The Kalmius (Кальміус; Кальмиус) is a river flowing through Donetsk Oblast, Ukraine. Its source is near the Ukrainian city of Yasynuvata, and its mouth is in Mariupol. The Kalmius is one of two rivers flowing through Mariupol. The other is the Kalchyk, which flows into the Kalmius. The Kalmius flows into the Sea of Azov near the Azovstal Iron and Steel Works in Mariupol. Major cities along the Kalmius are Yasynuvata, Donetsk, Kalmiuske, and Mariupol.

==Geography==
Kalmius crosses the Donets Ridge and Azov Upland. The river is non-navigable, but serves as a source of water for the southwestern part of Donbas. Its upper part is connected to the Donets via the Siverskyi Donets – Donbas Canal.

== History ==
Kalmius is said to be the name of a 16th-century Cossack encampment where the town of Pavlovsk was founded, later renamed Mariupol.

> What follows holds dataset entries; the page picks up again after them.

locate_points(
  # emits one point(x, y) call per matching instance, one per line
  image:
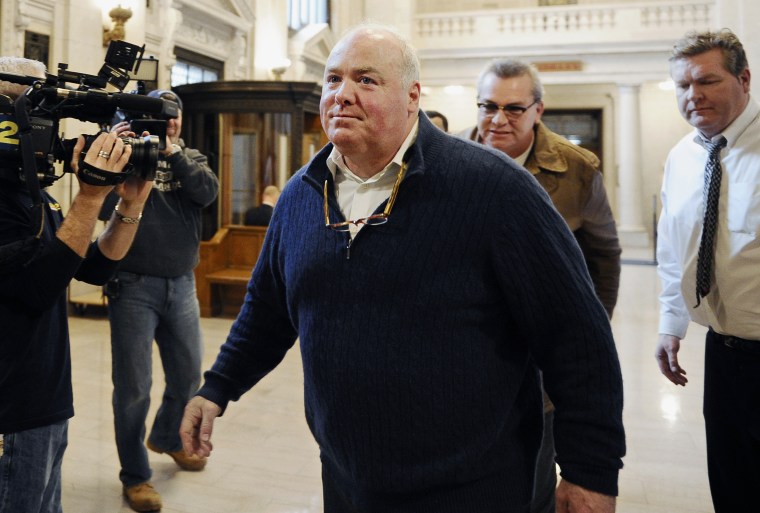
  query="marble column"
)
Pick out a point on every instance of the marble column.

The Kalmius Trail was a Tatar raiding trail, one of the branches of the Muravsky Trail.

After an offensive by the separatist forces of the Donetsk People's Republic in August 2014 during the war in Donbas, in southern Donetsk Oblast, the river became the boundary between Donetsk People's Republic-controlled territory to the east, and Ukrainian government-controlled territory to the west. A Donetsk People's Republic unit was named the Kalmius Brigade after the river.

Under decommunization laws, the city of Komsomolske was renamed Kalmiuske in May 2016 after the river. However, the Ukrainian government does not control Kalmiuske, and the new name is not recognized by the pro-Russian occupation authorities.